In 1987 Mark received his first academic appointment, as assistant professor at the Pennsylvania State University (1987–1993). In 1993 he was appointed associate professor, and in 1997 he was made a full professor.

==Research==
Prof. Maroncelli's research interests include solvation and solvent effects on chemical reaction, liquid-phase dynamics, electron and proton transfer reactions, supercritical fluids and expanded liquids, ionic liquids, ultrafast spectroscopy, and computer simulation.

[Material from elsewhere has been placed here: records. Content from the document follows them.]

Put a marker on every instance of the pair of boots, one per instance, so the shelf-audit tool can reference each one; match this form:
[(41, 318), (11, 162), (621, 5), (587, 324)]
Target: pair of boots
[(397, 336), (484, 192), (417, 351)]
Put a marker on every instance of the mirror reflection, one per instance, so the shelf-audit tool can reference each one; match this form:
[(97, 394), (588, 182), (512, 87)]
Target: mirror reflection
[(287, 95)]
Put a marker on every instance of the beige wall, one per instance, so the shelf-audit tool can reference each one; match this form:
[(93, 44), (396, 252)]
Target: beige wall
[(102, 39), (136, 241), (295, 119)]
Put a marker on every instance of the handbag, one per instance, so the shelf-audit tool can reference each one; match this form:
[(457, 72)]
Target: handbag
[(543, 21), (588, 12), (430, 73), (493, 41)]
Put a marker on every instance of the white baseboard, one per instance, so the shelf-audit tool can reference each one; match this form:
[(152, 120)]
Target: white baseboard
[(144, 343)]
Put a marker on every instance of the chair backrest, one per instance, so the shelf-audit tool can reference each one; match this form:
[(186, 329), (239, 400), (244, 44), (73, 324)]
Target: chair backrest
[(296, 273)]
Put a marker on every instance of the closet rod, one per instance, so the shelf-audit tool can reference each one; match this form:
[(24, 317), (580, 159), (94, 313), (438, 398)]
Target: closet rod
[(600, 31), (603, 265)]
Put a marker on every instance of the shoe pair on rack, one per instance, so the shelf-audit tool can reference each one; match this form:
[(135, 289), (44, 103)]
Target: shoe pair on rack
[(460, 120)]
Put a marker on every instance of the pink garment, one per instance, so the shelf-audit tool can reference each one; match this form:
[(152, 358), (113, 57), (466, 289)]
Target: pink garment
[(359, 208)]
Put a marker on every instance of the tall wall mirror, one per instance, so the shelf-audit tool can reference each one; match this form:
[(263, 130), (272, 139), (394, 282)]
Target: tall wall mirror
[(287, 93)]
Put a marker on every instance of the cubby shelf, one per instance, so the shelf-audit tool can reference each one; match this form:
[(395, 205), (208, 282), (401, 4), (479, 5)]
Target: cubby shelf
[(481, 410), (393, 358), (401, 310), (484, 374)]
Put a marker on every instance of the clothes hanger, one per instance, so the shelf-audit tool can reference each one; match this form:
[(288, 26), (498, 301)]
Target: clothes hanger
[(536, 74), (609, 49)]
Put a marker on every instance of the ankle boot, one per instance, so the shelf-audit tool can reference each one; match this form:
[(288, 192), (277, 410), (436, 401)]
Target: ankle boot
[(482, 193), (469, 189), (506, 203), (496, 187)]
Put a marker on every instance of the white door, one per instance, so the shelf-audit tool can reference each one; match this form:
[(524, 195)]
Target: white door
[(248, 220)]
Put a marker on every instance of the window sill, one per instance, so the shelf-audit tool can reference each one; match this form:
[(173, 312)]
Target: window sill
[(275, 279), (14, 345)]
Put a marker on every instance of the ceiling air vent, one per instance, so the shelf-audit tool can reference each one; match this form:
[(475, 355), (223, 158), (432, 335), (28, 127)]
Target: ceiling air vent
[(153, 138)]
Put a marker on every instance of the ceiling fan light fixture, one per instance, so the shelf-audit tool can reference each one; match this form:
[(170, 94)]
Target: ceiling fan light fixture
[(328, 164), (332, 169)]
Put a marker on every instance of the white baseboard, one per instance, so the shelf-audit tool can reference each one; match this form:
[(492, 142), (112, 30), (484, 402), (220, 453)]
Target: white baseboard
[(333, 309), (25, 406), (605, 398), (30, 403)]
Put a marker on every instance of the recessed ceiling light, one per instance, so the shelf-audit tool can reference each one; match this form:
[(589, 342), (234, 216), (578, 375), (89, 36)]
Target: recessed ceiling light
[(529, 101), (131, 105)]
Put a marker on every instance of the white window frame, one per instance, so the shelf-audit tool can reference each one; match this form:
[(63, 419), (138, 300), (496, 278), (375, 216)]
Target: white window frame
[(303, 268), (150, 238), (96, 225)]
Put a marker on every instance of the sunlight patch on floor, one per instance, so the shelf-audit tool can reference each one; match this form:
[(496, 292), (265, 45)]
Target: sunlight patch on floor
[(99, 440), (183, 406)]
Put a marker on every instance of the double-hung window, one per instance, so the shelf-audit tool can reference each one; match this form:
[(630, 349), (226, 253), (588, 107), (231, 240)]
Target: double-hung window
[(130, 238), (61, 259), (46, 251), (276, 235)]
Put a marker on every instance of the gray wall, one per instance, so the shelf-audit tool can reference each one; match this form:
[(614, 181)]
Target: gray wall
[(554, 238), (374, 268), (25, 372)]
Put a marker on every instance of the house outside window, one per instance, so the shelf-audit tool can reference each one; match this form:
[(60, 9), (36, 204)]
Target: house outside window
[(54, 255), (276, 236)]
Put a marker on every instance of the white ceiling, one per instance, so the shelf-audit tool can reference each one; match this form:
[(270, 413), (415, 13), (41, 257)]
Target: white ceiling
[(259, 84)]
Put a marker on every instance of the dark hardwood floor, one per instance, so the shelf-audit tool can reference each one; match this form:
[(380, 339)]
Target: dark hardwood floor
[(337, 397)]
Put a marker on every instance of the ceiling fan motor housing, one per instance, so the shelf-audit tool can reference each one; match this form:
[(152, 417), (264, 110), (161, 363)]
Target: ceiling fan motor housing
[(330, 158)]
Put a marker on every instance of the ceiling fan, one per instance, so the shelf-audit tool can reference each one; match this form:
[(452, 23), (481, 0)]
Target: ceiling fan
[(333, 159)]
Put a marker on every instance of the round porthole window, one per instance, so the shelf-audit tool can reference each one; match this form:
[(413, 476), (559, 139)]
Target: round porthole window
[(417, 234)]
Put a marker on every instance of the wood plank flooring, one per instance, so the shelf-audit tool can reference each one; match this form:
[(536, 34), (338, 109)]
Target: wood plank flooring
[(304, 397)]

Maroncelli’s research seeks to develop a fundamental understanding of the molecular nature of solvation and how it affects chemical reactions taking place in solution. Solvation involves the interactions between dissolved molecules (solutes) and molecules of the solvent. Favorable arrangements of solvent molecules around the solute lower its energy, which leads to dissolution. The interactions involved are typically very rapid, taking place in as short a time as 1 ps (10^-12 s). Because the key steps in most chemical reactions also occur on these fast time scales, time-dependent aspects of solvation partly determine how a solvent influences the rate and course of chemical reactions. Maroncelli uses ultrafast spectroscopic techniques in combination with modern computational-chemistry methods to observe, analyze, and predict the solvation process and its impact on the chemical steps that occur during the particular reaction being investigated.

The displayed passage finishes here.